Il nobile palermitano Giuseppe Tomasi di Lampedusa divenne famoso dopo la morte per la pubblicazione del suo romanzo Il Gattopardo, un romanzo storico ambientato in una Sicilia in procinto di essere annessa al Regno d’Italia. Il protagonista è il principe di Salina, l’ultimo dei “gattopardi”, rappresentati sullo stemma della famiglia. L’opera è una condanna dell’immobilismo della società siciliana e della politica, intrisa di un profondo senso di morte e di disfacimento.

All’analisi da un lato del rapporto dell’io con sé stesso, dall’altro dei rapporti sociali ed economici, avviata da Moravia, si dedicano autori come il siciliano Leonardo Sciascia (Il giorno della civetta, romanzo di denuncia della criminalità mafiosa) e il bolognese Pier Paolo Pasolini, radicale sperimentatore di una letteratura intesa come strumento di comprensione della realtà al di là di astrazioni intellettualistiche.

La seconda metà del Novecento vede anche l’affermazione di scrittrici di rilievo, che arricchiscono la ricerca di realismo con prospettive fantastiche e autobiografiche. Tra le narratrici spicca Elsa Morante, che immerge le vicende realistiche e drammatiche oggetto delle sue opere in un’atmosfera a tratti mitica o fiabesca (L’isola di Arturo, La storia).

L’autobiografismo e la memoria familiare sono invece la particolarità della narrativa neorealista di Natalia Ginzburg, come dimostra la sua opera di maggiore successo, Lessico famigliare.

Nel Novecento la tendenza al realismo si manifesta anche in poesia, intrecciandosi con le riflessioni esistenzialiste, nell’opera di grandi personalità come Sandro Penna, Mario Luzi e Vittorio Sereni.
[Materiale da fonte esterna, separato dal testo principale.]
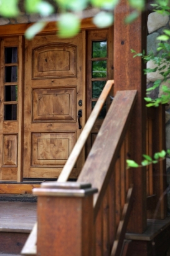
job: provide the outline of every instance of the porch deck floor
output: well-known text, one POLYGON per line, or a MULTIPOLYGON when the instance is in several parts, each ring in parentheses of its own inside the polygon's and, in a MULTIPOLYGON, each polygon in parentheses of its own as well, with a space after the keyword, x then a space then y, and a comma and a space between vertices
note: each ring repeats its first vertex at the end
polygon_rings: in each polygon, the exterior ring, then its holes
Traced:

Alla fine degli anni Cinquanta si esaurisce la stagione neorealista, perché il mutamento dello scenario socio-politico e dei valori della Resistenza richiede una cultura critica nuova e un nuovo confronto con la realtà storica. Il rinnovamento è affidato innanzitutto al lavoro intellettuale delle riviste, in direzione di uno svecchiamento della cultura italiana. Una volontà di rottura più marcata è espressa dalla neoavanguardia Gruppo ’63, formata da intellettuali accomunati dal rifiuto della tradizione letteraria degli anni Cinquanta e della cultura popolare. Gli autori di questo gruppo attribuiscono alla sperimentazione linguistica una funzione sovversiva, rifacendosi per questo alle avanguardie storiche di inizio secolo, in particolare al futurismo.

A partire dagli anni Sessanta si iniziano ad avvertire la sterilità e l’astrattezza della ricerca sperimentale, che finisce per diventare pura teoria e tecnica. Da questa consapevolezza deriva il postmoderno: più che un vero e proprio movimento artistico, è un atteggiamento, legato alla necessità di nuovi paradigmi artistici e culturali, che tuttavia non si è ancora in grado di definire, se non in relazione a quelli appena superati (cioè quelli “moderni”).

Questione centrale per la caratterizzazione del postmodernismo è l’influenza in letteratura dei mass media e delle richieste del mercato editoriale: si assiste a una divaricazione fra letteratura e società che alcuni alimentano con la chiusura nei confronti del mercato di massa, altri cercano di superare avviando un’interazione con i nuovi soggetti culturali, interazione dagli esiti controversi.

Appartengono a questa fase, senza poter essere uniti sotto un’unica etichetta, alcuni dei più noti autori del Novecento, come Sebastiano Vassalli, Dacia Maraini, Susanna Tamaro, Andrea Camilleri tra i narratori, e Alda Merini e Vivian Lamarque tra i poeti.